II.2. Überdurchschnittliche Lebensverhältnisse liegen vor, wenn der nach der Prozentwertmethode sich ergebende Unterhalt den Regelbedarf (Durchschnittsbedarf) überschreitet (4 Ob 109/14d [Pkt 2.4]; Gitschthaler, Einige aktuelle Probleme des Kindesunterhaltsrechts, ÖJZ 1994, 10 [15]), und dies nicht lediglich geringfügig (Gitschthaler, Unterhaltsrecht4 Rz 699). Weil der nach der Prozentwertmethode ermittelte Unterhaltsbeitrag hier bei 785 EUR läge, der Regelbedarf hier hingegen bei 590 EUR, ging das Rekursgericht zutreffend von überdurchschnittlichen Lebensverhältnissen aus.

II.3. Ob bei überdurchschnittlichen Lebensverhältnissen ungeachtet der einem Präsenz- oder Zivildiener zustehenden Geld- und Sachleistungen ein bestimmter monatlicher Unterhaltsbeitrag an ihn angemessen erscheint, ist keine einer generellen richtungsweisenden Aussage des Obersten Gerichtshofs zugängliche, sondern im konkreten Einzelfall jeweils nach den Vermögensverhältnissen der betroffenen Personen zu entscheidende Frage (RS0113338). Gleiches gilt im hier vorliegenden Fall eines ein FSJ leistenden Kindes.

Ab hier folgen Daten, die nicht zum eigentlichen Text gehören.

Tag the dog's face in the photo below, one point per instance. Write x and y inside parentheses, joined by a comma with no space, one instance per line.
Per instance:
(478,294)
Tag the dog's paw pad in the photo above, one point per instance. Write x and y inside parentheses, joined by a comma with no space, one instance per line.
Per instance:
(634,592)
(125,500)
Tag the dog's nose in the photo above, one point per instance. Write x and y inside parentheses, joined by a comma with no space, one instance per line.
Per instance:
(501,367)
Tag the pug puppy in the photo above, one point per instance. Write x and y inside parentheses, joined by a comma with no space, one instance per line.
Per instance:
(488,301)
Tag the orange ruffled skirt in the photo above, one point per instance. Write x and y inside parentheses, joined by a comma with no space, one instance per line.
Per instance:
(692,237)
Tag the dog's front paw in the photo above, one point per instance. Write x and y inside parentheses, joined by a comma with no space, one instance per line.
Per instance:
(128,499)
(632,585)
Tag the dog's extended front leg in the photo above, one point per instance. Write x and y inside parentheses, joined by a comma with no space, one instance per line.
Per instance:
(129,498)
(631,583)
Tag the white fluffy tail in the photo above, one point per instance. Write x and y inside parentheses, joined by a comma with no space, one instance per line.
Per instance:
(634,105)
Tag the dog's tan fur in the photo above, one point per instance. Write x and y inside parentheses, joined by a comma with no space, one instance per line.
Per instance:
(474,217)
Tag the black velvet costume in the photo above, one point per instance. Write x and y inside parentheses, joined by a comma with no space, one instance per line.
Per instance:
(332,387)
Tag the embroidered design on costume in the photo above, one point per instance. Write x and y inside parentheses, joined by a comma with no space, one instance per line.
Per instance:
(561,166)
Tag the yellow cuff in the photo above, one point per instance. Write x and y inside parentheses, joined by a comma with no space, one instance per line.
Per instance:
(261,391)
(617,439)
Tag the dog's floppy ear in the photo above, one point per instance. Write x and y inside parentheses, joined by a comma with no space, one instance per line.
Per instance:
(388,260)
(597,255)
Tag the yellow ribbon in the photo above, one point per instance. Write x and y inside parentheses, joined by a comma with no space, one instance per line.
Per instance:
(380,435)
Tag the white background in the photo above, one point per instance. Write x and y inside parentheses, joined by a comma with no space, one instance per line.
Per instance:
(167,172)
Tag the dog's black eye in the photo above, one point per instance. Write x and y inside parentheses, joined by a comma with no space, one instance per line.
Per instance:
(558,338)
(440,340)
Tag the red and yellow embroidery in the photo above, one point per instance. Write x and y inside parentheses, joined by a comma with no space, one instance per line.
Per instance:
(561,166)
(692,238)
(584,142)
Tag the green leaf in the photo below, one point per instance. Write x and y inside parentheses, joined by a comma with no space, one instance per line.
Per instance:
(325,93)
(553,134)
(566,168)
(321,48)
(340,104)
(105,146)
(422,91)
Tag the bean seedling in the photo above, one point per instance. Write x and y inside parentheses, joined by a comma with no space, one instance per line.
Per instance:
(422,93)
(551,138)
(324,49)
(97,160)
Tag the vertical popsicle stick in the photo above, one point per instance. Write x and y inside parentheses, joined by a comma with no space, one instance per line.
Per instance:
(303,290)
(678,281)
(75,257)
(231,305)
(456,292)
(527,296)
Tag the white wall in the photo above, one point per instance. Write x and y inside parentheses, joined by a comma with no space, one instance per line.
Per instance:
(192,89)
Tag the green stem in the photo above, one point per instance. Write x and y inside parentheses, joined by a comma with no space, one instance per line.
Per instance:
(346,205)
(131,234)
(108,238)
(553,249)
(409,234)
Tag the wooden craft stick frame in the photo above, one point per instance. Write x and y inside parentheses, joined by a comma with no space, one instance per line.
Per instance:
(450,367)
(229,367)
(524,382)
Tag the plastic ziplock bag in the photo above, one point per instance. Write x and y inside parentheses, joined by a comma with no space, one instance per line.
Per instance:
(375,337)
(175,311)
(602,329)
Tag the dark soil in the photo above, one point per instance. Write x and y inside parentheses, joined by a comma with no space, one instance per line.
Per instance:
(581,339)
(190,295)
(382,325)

II.4. Das Rekursgericht erkannte der Antragstellerin einen monatlichen Unterhalt von 510 EUR zu. Dabei ging es davon aus, dass die Antragstellerin aus dem FSJ monatlich 245 EUR zuzüglich Sach- und Naturalleistungen in einem Geldwert von 196,20 EUR erhält. Das Rekursgericht hat im Fall die für überdurchschnittliche Verhältnisse von der Rechtsprechung entwickelte Formel zugrundegelegt, wonach vom Geldunterhalt [hier nach der Prozentwertmethode: rund 785 EUR] das Produkt aus Eigeneinkommen [hier: rund 440 EUR] und Geldunterhalt [785 EUR] dividiert durch die Summe aus Geldunterhalt [785 EUR] und Ausgleichszulagenrichtsatz [hier: 1.070 EUR] abzüglich des Regelbedarfs [hier: 590 EUR] abzuziehen ist (4 Ob 109/14d [Pkt 2.6]; Schwimann/Kolmasch, Unterhaltsrecht9 182 f; Neuhauser in Schwimann/Kodek, ABGB5 § 231 Rz 390; vgl jüngst auch 6 Ob 6/20f [Pkt 4.5 f]). Die im Revisionsrekurs vertretene Ansicht, von dem nach der Prozentsatzmethode ermittelten Betrag [hier: 785 EUR] sei das Eigeneinkommen des Kindes zur Gänze abzuziehen, widerspräche – wie etwa bereits in 8 Ob 528/93 festgehalten – der Rechtsprechung des Obersten Gerichtshofs. Mit der nicht weiter begründeten Behauptung, die vom Rekursgericht herangezogene Berechnungsmethode sei „sachlich nicht gerechtfertigt, zumal sie die Antragstellerin über Gebühr begünstigt“, bringt der Revisionsrekurswerber ebensowenig eine erhebliche Rechtsfrage iSd § 62 Abs 1 AußStrG zur Darstellung.

Der Revisionsrekurs ist als unzulässig zurückzuweisen.